Posted in ASB, Homeless, Introductory and Demoted tenancies, Licences and occupiers, Possession, Uncategorized.

9 Comments

  1. Claim forms in possession proceedings requesting the claimant to complete:
    “Does, or will, the claim include any issues under the Human Rights Act 1998?
    The Claimant has a choice to answer yes or no. This question gives room for the County Court to deal with issues involved under the HRA 1998.
    If the Claimant completes “No”, then the defendant could argue that his defence does attract the HRA 1998.
    If the County Court has no jurisdiction to grant mandatory or certiorari relief, could we ask the County Court under section 204 of the Housing Act 1996 to quash the local authority’s allocation policy instead of issuing judicial review claim at the Admin. Court.
    Starts from the Begum case, until recently superior court repeatedly declared that the appeal under sec 204 is equivalent to judicial review.

    • Sean, what would the allocation policy have to do with a s.204 appeal? Part VI not Part VII.

      As to a defence including issues under the HRA – let us see what the Supreme Court does with Pinnock (and the other two, presumably). But Kay is still authority here – it is incompatibility or nothing, and the COunty Court has to refer incompatibility defences to the High Court (and they won’t do your client any good directly).

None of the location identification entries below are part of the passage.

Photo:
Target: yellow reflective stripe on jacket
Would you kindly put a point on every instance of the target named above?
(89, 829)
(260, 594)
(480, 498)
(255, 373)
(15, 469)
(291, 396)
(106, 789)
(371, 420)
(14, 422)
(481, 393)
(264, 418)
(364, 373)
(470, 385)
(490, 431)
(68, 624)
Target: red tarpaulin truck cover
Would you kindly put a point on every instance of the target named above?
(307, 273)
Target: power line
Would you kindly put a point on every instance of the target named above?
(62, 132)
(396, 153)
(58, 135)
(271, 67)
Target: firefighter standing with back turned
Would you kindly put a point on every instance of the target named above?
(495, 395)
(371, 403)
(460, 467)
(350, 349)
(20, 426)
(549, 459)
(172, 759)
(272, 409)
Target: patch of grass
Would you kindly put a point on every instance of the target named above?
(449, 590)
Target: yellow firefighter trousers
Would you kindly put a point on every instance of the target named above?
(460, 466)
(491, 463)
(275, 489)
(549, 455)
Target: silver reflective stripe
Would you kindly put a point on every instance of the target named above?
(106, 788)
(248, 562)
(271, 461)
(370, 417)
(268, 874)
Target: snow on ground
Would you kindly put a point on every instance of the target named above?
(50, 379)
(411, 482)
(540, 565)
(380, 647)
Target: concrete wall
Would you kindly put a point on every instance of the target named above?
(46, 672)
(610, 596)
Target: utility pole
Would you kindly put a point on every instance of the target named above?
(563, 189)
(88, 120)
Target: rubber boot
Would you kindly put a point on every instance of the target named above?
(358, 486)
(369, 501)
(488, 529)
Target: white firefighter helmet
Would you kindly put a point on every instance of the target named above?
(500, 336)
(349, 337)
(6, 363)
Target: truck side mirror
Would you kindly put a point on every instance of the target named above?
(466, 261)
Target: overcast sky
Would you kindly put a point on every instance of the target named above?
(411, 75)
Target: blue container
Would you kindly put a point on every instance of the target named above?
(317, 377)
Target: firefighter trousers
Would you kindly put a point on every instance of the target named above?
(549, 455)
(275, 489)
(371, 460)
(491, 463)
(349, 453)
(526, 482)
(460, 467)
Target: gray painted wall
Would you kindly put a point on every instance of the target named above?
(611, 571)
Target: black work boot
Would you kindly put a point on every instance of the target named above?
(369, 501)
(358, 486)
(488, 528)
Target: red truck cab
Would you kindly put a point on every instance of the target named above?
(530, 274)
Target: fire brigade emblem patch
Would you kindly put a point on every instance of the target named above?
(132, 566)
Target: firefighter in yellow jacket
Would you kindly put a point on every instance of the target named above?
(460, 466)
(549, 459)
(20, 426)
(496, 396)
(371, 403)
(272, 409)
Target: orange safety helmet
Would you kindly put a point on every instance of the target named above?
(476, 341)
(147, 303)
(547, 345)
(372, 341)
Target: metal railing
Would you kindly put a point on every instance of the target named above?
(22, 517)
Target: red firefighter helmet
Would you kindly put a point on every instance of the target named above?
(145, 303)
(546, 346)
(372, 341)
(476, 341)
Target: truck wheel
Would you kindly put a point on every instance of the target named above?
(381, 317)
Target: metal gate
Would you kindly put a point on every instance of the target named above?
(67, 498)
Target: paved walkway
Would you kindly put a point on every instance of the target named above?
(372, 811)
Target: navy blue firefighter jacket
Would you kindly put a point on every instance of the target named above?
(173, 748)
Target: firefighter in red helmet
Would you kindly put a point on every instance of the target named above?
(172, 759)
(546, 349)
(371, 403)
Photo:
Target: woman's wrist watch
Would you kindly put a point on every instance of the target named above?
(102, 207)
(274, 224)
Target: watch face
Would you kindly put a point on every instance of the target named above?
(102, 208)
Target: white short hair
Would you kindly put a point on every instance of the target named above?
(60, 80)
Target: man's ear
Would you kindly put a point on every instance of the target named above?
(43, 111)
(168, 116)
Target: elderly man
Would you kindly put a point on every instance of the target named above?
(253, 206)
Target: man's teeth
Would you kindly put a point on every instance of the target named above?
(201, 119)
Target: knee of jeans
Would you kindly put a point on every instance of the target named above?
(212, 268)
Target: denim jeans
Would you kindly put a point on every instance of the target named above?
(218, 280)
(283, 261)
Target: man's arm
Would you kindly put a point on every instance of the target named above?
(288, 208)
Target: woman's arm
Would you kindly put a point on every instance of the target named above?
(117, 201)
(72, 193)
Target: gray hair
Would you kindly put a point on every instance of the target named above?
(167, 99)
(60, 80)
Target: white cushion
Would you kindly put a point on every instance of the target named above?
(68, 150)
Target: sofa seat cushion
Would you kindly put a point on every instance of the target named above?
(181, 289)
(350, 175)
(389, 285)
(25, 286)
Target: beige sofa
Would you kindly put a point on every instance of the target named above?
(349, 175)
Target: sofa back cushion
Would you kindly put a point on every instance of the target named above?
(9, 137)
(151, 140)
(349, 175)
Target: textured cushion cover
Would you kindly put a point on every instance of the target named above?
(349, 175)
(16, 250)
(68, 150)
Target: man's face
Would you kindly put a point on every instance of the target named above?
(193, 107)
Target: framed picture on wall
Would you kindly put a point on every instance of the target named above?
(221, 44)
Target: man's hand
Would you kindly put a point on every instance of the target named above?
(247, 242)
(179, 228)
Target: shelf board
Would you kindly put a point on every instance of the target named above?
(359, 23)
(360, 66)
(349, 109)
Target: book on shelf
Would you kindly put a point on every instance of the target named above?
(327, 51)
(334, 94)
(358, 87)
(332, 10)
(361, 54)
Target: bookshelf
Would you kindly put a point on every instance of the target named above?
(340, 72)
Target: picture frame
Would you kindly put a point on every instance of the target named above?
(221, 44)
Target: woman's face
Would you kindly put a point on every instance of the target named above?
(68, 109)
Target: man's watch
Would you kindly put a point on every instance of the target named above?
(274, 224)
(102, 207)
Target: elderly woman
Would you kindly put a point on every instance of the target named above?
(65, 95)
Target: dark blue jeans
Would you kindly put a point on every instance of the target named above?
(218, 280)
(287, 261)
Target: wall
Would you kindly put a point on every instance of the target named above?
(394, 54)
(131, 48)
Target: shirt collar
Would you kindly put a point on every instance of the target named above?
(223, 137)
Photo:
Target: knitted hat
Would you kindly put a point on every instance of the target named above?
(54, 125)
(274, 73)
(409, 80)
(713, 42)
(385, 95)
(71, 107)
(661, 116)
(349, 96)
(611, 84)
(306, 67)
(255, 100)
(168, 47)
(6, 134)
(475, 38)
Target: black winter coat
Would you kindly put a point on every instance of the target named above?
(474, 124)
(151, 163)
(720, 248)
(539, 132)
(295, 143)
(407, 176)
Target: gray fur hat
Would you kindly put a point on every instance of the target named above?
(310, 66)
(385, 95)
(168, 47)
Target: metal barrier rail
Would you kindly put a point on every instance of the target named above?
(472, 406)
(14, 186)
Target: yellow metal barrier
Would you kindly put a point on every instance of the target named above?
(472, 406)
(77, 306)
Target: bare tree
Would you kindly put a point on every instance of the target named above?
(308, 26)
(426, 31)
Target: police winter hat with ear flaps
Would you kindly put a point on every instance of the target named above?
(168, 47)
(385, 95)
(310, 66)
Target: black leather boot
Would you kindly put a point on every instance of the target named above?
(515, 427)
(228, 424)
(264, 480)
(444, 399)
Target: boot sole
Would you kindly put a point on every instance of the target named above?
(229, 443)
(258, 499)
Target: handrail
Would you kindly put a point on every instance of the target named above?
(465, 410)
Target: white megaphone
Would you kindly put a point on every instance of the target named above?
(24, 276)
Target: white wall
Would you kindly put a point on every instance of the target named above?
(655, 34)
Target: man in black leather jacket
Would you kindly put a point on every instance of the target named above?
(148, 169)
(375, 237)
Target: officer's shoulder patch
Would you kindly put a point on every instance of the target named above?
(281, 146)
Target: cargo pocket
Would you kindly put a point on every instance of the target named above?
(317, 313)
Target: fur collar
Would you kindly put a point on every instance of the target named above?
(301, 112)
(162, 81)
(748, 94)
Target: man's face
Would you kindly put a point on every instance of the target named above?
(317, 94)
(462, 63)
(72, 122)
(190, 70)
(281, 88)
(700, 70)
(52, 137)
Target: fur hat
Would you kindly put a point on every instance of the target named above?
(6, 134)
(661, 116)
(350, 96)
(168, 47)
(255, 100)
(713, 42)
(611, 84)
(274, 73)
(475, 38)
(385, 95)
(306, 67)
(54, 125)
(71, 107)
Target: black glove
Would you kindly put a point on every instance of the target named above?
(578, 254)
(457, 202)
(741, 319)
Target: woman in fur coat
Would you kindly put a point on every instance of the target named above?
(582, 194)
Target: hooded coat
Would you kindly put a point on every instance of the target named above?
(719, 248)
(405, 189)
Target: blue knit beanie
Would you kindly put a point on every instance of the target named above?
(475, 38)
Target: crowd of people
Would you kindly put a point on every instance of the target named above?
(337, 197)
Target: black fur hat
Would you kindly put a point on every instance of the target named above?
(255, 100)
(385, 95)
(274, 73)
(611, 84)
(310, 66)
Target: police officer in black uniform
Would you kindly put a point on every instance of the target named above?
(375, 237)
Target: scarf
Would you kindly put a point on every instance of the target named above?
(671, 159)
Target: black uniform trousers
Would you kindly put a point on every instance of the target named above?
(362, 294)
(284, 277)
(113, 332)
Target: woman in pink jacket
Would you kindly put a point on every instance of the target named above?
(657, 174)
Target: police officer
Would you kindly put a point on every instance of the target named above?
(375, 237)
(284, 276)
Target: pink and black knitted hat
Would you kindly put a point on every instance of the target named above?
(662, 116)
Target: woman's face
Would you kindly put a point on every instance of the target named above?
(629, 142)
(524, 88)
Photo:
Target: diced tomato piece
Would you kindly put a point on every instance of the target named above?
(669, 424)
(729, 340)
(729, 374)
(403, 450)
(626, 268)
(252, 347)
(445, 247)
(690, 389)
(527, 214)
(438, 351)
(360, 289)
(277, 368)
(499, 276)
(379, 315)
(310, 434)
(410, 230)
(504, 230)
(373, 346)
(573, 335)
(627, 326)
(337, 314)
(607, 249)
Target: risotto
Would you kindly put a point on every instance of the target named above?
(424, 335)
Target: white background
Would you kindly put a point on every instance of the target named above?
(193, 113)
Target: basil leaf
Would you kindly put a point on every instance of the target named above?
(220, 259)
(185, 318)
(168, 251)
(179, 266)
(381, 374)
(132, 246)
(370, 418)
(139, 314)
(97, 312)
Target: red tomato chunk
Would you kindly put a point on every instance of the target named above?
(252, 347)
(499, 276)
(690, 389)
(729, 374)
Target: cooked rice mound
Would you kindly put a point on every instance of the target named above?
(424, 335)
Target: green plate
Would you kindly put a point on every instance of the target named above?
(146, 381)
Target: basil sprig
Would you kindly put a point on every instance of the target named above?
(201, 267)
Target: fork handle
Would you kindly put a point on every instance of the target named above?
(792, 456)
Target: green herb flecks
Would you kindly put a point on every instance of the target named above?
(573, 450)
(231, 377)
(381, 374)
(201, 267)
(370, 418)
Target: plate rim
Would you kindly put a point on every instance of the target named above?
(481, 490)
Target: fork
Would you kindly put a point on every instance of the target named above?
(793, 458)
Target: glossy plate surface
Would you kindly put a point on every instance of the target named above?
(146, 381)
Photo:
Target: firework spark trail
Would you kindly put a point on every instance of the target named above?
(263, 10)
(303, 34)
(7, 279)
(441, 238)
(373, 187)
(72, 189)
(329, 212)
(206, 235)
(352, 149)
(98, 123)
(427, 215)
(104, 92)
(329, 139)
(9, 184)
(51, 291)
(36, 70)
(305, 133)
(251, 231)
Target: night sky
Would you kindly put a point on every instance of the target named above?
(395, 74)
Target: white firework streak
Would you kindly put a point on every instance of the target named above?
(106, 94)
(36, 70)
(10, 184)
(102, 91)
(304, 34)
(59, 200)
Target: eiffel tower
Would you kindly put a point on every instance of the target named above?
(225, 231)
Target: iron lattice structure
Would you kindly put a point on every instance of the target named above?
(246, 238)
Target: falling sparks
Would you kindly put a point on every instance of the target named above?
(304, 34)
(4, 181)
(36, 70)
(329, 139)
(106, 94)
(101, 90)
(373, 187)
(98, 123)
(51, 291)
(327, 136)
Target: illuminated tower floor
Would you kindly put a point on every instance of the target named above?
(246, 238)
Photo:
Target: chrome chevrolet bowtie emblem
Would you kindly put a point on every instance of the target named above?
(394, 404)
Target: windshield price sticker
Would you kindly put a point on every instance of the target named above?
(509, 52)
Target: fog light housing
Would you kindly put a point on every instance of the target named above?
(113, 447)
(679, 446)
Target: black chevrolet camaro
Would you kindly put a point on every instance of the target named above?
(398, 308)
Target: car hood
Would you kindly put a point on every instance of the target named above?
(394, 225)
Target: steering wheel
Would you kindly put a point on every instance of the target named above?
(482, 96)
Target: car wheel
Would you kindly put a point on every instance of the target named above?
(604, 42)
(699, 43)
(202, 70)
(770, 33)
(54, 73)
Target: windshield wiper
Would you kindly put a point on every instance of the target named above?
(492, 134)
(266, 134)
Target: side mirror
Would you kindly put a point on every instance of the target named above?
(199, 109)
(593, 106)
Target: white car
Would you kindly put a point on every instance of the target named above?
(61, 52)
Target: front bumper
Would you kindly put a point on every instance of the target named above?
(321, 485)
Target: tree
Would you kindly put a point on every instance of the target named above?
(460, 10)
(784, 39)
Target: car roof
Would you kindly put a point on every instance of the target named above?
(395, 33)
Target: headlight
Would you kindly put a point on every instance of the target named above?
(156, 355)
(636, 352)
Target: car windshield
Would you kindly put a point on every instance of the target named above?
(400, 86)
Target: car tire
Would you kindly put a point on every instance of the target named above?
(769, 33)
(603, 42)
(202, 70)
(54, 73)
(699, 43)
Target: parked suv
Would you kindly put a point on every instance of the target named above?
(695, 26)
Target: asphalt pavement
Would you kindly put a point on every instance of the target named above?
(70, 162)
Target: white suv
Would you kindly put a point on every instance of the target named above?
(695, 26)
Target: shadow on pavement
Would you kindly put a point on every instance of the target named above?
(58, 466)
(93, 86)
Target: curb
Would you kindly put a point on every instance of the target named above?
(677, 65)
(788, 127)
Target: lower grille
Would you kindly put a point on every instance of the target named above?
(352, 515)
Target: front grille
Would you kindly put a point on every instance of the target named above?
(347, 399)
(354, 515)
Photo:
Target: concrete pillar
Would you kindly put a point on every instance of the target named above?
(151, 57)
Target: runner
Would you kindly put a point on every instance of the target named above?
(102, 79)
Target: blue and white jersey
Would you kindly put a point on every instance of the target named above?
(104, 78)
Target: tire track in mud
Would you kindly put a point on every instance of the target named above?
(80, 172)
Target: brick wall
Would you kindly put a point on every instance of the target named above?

  2. Dave, thanks for a useful summary.
    I think you mean para 55 of Lord Hope in Doherty not Kay under ‘proportionality’
    The introductory tenancy decisions seem an attempt to limit the effect of Doherty. It could have been said that Mr Doherty was statutorily precluded from a defence since the Caravan Sites Act 1968(still!!) only requires a 28 day notice and an order.
    Rather bizarrely the CA in Salford decide that Doherty involved majority and minority decisions (whereas in fact they were unanimous that Mr Doherty could potentially have a gateway (a) defence and succeeded on a gateway (b) defence). This new reading of Doherty is presumably based on Lord Scott throwing about that word ‘proportionality’ and Lord Mance regretting that they did not have more than a five member panel.

  3. Thanks, Chris J – the post has been updated; and thanks also for your comment about the new reading of Doherty.

  4. Sorry that should have been “should have been allowed” a gateway (b) defence -since ,in fact, summary judgment was given in the B’ham High Court (and I’m sure, of course, he would have succeeded if given the chance!)

    • Interesting. I suppose that, depending on what happens with Pinnock, they may become redundant to a greater or lesser extent. Perhaps something a missed opportunity to clarify applicability of the Public Law Defence across a range of situations, but the timing really was tight.